Here is a brief description of my recent unpleasant experience with my NBN Fibre-To-The-Node connection.

I initially lost NBN service on Monday the 4 th of October 2021 and a NBN technician was booked for Wednesday the 20th of October 2021, but the connection came back online and the original booking was cancelled. By Tuesday the 5th of October 2021, I completely lost NBN internet services and has not returned since. After taking three-four days to convince the Telstra Experts on the MyTelstra app that the line was down and that no remote interaction would resolve the issue. The end result was that an on-site technician was needed but Telstra could not book an NBN technician no earlier than Wednesday the 27th of October, with an 8:00am-12:00pm appointment window. On Wednesday the 27th of October 2021, I had made prior arrangements with my employer to be present on premises for the arrival of the NBN technician. But the technician did not arrive nor contact me within the booking time-frame, of which at the end, I had to return back to work. The NBN Technician did eventually call me at 3:09pm, to advise me that they have been working off-premises, and that line was damaged. Given the damage to the line, they were unable to resolve the fault that day. The NBN technician advised me that the fault had been it had been escalated to the NBN remediation team, in order to attempt to organise a temporary fix. But the technician was sceptical that this was even possible given the damage the line had received, and that a total replacement would be required. During the call I was also advised that three others in the same street where also effected by the same fault, with even of one of them being in the same unit complex as myself.

On Thursday the 28th of October, I asked Telstra on the progress of the fault and was advised NBN remediation was in process of which could take anywhere between 24 to 48hrs. On Friday the 29th of October, I was advised by Telstra that an NBN technician has been booked for the 17th of November. This would result the fault going into the seventh week, and even then there is no guarantee of resolution of the fault, with possibly even more delays. I asked the Telstra Expert to try and re-book for an earlier appointment, but was advised there was a technical maintenance issue preventing it. When I press NBNco on answers on why there is such a delay, they categorically refused to take any responsibility of the network and any network fault, and stated that the retail provider is responsible organising all fault resolutions. This seems to include off-premises faults that the retail service providers cannot fix without on-site NBN technicians.

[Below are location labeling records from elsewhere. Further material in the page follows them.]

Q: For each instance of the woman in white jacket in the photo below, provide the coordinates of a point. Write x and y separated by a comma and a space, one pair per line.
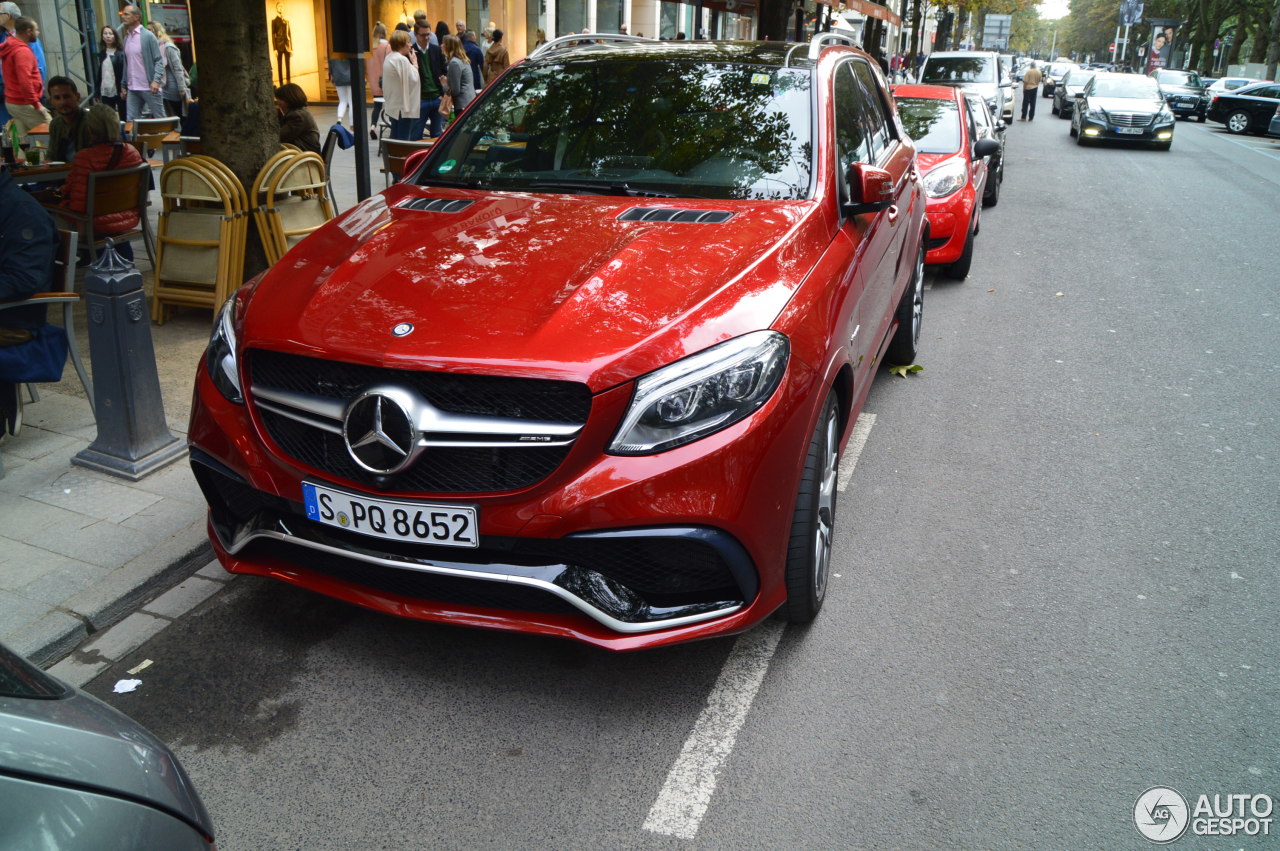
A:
401, 87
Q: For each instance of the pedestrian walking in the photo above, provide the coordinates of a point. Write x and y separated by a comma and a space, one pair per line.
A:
176, 87
339, 74
112, 71
1031, 92
144, 67
462, 87
401, 87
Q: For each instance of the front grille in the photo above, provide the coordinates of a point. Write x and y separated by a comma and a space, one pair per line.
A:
1130, 119
439, 469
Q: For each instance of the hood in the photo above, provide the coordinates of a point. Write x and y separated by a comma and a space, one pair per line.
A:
1127, 104
80, 741
516, 283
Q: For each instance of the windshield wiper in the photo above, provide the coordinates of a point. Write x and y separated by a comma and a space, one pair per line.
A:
603, 188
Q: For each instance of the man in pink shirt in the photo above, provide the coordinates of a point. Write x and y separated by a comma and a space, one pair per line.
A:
144, 67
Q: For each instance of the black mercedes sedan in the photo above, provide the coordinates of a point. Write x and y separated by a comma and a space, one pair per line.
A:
1123, 108
1247, 109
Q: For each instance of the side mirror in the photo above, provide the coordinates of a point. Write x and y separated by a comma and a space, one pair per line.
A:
871, 190
415, 160
986, 147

Go figure...

On Friday the 29th of October, due to some miss-handling of the issue by Telstra and blatant disregard by NBNco to retail customers, I advised Telstra (though MyTelsta app) and NBNco (via Twitter direct message) that I have filed a complaint with the Telecommunications Industry Ombudsman (TIO) in attempt to expedite resolution for myself and others who are impacted by the same fault. Though I am not confident that this will result in a satisfactory resolution the of issues at hand, as the problem seems to be is systemic within NBNco itself, and how it deals with faults reported by retail service providers. I have come to this opinion after multiple interactions with Telstra support staff and NBNco personnel.

I do find it insulting that NBNco has pulled all stops to rush out generators to keep the NBN network powered when Victoria was hit by severe storms on the 28/29 th of October 2021, touting the good it doing in the media and across various social-media platforms. Yet, on the other side of the country, NBNco is reluctant to put any of the required resources into fixing faults in their network, leaving retail service providers and their customers, hanging out to dry. Thus resulting in excessive and lengthy delays to resolutions of off-premises network faults that are effecting multiple customers.

The only way that faults like these will ever be resolved within reasonable time-frames, is to subject NBNco to the same Universal Service Guarantee that Telstra had to operate under when it still operated the copper phone network. This would have meant that NBNco would have to have the required resources available on-hand to resolve issues like mine within three days. Not the many weeks and possibly months of waiting that customers like myself in regional areas are currently experiencing.

In closing, I write to you in an effort to raise awareness of the dysfunction and inefficiency of the NBNco in regards to managing and maintaining Australia’s internet infrastructure. The information age is upon us and Australia is being held back by poorly managed and rather out-of-date infrastructure.